The Food of the Highlands
Saturday, August 20th , 2016
This week I visited the Isle of Skye to try Kinloch Lodge. To get to Skye you need to either take the road bridge or a ferry. Bear in mind that the latter may be picturesque but can get very busy in peak season and requires advance booking. As some diners have discovered, it is a long journey from the ferry port to the road bridge if things go awry and the ferry is full. The restaurant has a few nice rooms and is set in a pretty location on the south east of Skye. The dining room is elegant, the building originally a clan hunting lodge and in family ownership for centuries. With all this fine atmosphere I was hopeful of a meal to match, but to be honest the food was something of a let down. The chef was away doing a cookery demonstration, which may not have helped, but although there were some execution problems on the evening I was more concerned with the fundamental design of some of the dishes. A lovely scallop did not need a slice of Parma ham and an overpowering peanut sauce, and the delicate flavour of a sea bass and crab mousse was lost amongst the clanging sweetness of a butternut squash sauce, the latter a vegetable wildly out of season. There were one or two nice dishes such as a good cured salmon dish with seafood mousse, which made the overall experience rather frustrating.
The most northerly Michelin starred restaurant in the UK is Albannach in the pretty fishing village of Lochinver. To drive there you go through a national park with some stunning, rugged scenery (illustrated).

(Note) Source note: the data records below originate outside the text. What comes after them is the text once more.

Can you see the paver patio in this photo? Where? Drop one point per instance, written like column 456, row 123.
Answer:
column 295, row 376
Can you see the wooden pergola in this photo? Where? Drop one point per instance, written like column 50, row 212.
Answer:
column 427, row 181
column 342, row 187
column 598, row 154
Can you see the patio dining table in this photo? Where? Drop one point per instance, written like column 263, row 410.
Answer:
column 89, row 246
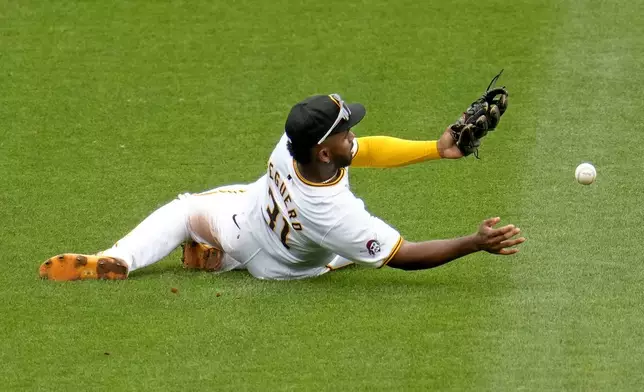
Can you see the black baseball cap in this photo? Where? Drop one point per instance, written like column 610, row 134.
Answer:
column 311, row 119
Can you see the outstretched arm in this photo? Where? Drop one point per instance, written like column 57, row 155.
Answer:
column 430, row 254
column 385, row 151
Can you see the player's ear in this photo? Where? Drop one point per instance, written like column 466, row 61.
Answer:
column 324, row 155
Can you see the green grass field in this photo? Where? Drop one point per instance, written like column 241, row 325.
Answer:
column 110, row 109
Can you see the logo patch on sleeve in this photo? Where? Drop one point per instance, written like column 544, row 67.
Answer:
column 373, row 247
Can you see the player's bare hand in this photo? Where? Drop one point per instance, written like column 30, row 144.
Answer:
column 498, row 240
column 447, row 146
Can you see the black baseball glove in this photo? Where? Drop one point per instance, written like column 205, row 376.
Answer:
column 481, row 116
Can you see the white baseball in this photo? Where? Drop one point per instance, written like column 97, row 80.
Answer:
column 585, row 173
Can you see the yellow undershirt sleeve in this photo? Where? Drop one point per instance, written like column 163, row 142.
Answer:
column 385, row 151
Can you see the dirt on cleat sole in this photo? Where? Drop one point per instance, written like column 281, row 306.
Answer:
column 71, row 266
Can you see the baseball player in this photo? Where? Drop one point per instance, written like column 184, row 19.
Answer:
column 300, row 219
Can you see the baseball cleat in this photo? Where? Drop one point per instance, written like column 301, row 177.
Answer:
column 71, row 266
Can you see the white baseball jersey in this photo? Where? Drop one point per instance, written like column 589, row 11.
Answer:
column 305, row 225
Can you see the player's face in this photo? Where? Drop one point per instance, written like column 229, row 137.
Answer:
column 339, row 148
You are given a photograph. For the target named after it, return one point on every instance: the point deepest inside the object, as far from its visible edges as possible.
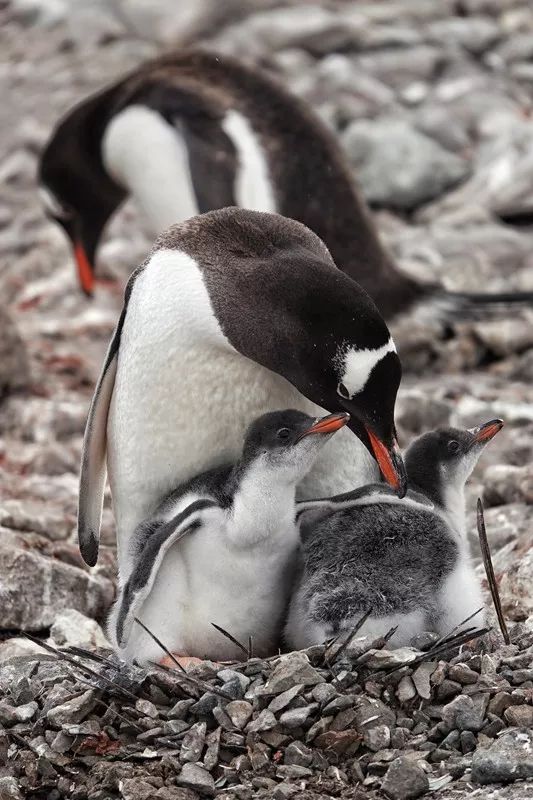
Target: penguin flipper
(147, 565)
(93, 463)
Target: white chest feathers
(183, 398)
(234, 571)
(148, 157)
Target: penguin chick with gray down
(406, 561)
(220, 549)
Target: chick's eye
(343, 391)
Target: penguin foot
(184, 661)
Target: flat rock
(194, 776)
(508, 758)
(48, 587)
(292, 670)
(75, 629)
(73, 711)
(398, 166)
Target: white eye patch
(51, 203)
(355, 366)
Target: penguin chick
(220, 549)
(405, 560)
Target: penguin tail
(93, 465)
(478, 306)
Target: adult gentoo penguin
(196, 131)
(235, 313)
(220, 549)
(407, 561)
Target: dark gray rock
(404, 779)
(194, 776)
(508, 758)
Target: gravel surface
(433, 105)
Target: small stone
(377, 738)
(264, 721)
(282, 700)
(62, 742)
(324, 692)
(448, 689)
(285, 790)
(463, 713)
(463, 674)
(193, 742)
(293, 771)
(405, 690)
(387, 659)
(297, 753)
(404, 779)
(259, 756)
(508, 758)
(239, 712)
(292, 669)
(10, 715)
(205, 705)
(296, 717)
(9, 789)
(228, 675)
(73, 711)
(194, 776)
(519, 716)
(338, 741)
(421, 678)
(147, 709)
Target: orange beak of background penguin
(85, 270)
(390, 463)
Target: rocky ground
(433, 103)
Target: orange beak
(329, 424)
(85, 270)
(390, 463)
(487, 431)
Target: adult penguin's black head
(77, 192)
(281, 301)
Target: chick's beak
(329, 424)
(390, 462)
(85, 270)
(487, 431)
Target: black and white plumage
(234, 313)
(196, 131)
(220, 549)
(406, 561)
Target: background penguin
(407, 561)
(221, 548)
(234, 314)
(197, 131)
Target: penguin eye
(283, 434)
(343, 391)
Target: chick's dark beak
(487, 431)
(329, 424)
(390, 462)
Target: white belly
(183, 399)
(203, 579)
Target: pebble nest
(349, 719)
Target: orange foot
(184, 661)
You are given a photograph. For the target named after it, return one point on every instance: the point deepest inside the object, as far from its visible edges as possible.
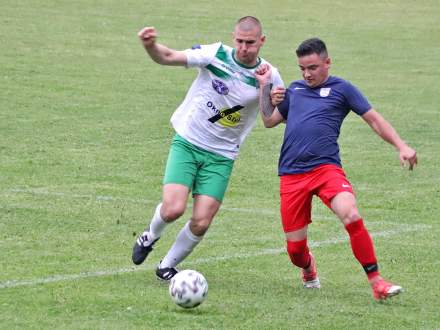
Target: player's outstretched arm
(269, 113)
(407, 155)
(160, 53)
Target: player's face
(314, 69)
(247, 45)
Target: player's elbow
(269, 123)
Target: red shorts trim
(297, 190)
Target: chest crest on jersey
(220, 87)
(324, 92)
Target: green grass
(84, 133)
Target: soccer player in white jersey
(218, 112)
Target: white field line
(59, 278)
(270, 212)
(131, 200)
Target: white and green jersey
(221, 107)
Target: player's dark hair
(312, 46)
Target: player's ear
(328, 62)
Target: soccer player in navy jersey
(313, 110)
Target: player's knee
(296, 248)
(171, 212)
(199, 226)
(351, 216)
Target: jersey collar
(243, 65)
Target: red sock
(299, 253)
(363, 248)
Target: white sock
(157, 225)
(185, 242)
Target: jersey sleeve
(356, 100)
(276, 81)
(283, 107)
(201, 55)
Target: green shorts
(203, 172)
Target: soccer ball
(188, 288)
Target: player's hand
(277, 95)
(408, 157)
(148, 36)
(263, 74)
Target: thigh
(204, 210)
(213, 176)
(296, 204)
(181, 165)
(332, 181)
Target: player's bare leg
(173, 205)
(204, 210)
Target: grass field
(84, 134)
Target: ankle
(374, 279)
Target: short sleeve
(356, 100)
(283, 107)
(201, 55)
(277, 81)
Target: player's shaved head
(249, 23)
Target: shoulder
(298, 84)
(214, 47)
(340, 82)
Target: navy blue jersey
(313, 121)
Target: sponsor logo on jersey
(220, 87)
(227, 117)
(324, 92)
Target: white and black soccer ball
(188, 288)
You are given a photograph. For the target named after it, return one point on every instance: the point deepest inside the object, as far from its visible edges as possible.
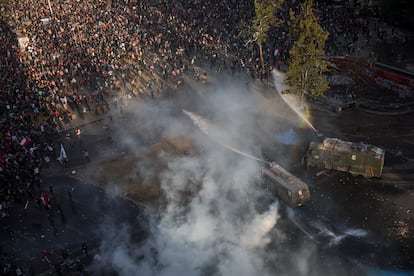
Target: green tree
(264, 19)
(307, 64)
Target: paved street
(85, 214)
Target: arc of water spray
(279, 78)
(204, 126)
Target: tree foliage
(307, 63)
(264, 19)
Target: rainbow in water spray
(291, 100)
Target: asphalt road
(84, 216)
(349, 219)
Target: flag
(62, 155)
(25, 142)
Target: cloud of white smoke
(210, 222)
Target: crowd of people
(61, 59)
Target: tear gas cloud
(209, 222)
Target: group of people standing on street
(64, 59)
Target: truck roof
(345, 146)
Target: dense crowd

The dining experience feels more like a dinner party than a restaurant in some ways, as guests are seated at the same time and are served each dish together, although tables are separate rather than communal. The owners are both self-taught chefs and share the duties in the kitchen. The food was actually pretty good, with an excellent crab fishcake with avocado for example, and tender lobster with leaves from the garden. The cooking style is very simple but none the worse for that, though the website’s emphasis on the growing of local ingredients in the croft behind the building was somewhat undermined by the use of Peruvian asparagus. The overall experience was somewhat diminished by absurdly amateurish service, but if you can put this to one side then you may enjoy the pleasant food.
Near Nairn in northern Scotland (not too far from Inverness) is The Boath House, a boutique hotel and restaurant in a Georgian mansion set in nine acres of grounds. The restaurant has had the same chef for fourteen years, and we enjoyed a very pleasant meal, with a highlight being an impressively deeply flavoured celeriac soup. Service was good and the dining room is elegant, and the overall standard of the cooking was consistent.
At the time of writing there are 13 one Michelin starred restaurants in Scotland (plus Andrew Fairlie with two), and following this trip there are just three that I have yet to try – all clustered near St Andrews, and one of these (Sangsters) appears to have just closed. Although as with any such collection some restaurants are better than others, there are certainly some gems amongst these as documented last week, and the scenery in Scotland is undeniably spectacular.